The Tragic Data From the 49 Deaths Caused By Selfies Since 2014
From gun shots and grenades to planes, trains and rooftops...
Research released relating to the 49 deaths caused by selfies in the past two years has produced some truly bewildering data.
The estimated 28 deaths caused by selfies in 2015 is more than double the eight caused by shark attacks in the same year, 11 more than were caused climbing Mount Everest and on level with the amount of deaths caused by skateboarding.
The survey has shown that the deaths have majorly been caused by selfie-takers falling from heights or drowning, though more obscure cases have included the Mexican 21-year-old man who accidentally shot himself while taking a selfie with a gun and the two Russian teenagers who tragically blew themselves up while posing for a selfie with a live grenade in the Ural mountains.
"A third of all overall selfie-related deaths were caused from falling from height..."
Other unfortunately bizarre examples include the Cessna pilot who crashed and killed himself and a passenger after losing control of the plane while taking a picture and the man who attempted to take a selfie at the running of the bulls festival in Spain and was fatally speared by one of the animals in the process.

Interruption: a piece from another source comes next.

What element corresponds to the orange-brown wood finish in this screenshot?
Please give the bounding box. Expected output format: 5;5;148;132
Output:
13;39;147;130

It has proved particularly dangerous to take a selfie on a cliff or roof edge or while swimming, with 30 of the 49 deaths caused in such ways, and a third of all overall deaths caused from falling. This is a fact that parallels the rise of “danger-photos" and urban exploration, with many dangling off buildings, climbing cranes or walking rooftop edges for photographs.
Several people have also been killed while taking selfies on top of boxcars on trains, only to be killed by livewires or falls quickly after.
"Men make up 36 of the 49 selfie-related casualties..."
In a rather alarming statistic, 19 out of the 49 selfie-related deaths, a massive 40%, have happened in India, followed by seven in Russia, five in the USA, four in Spain and the Philippines and two or one in several others. This may be down to the tragic fact that roughly 20% of all drowning deaths occur in India each year, and that most of these deaths are teenagers or young adults who never had the opportunity to learn how to swim.
One horrific incident tells of the moment seven boys drowned on a lake in Nagpur in India after flipping their boat while trying to take a photograph of themselves. A similar incident occurred with another four boys who drowned after slipping into the Narmada Canal. These tragedies have not gone unnoticed by Indian authorities and the government have declared 16 “no selfie zones" throughout the country, where lifeguards are also present.
Russia also rolled out a large campaign recently targeted at reducing the number of deaths caused in their country in a such a way.
It’s important to remember that the 49 deaths explored in the study are only the known incidents, and there have almost certainly been more unreported selfie-related deaths that have occurred.
The studies have also interestingly shown that men are significantly more likely to die in this way than women, making up 36 of the 49 casualties.
Researchers at Ohio State have shown that men who regularly post selfies score significantly higher in “narcissism" and “psychopathy" in personality tests, and are therefore more likely to post dangerous selfies for validation from peers.
Quite unsurprisingly, the majority of the selfie deaths have been casualties from 18-23 years old, with 31 fitting into that bracket. Nobody over 32 years old has died from taking a selfie.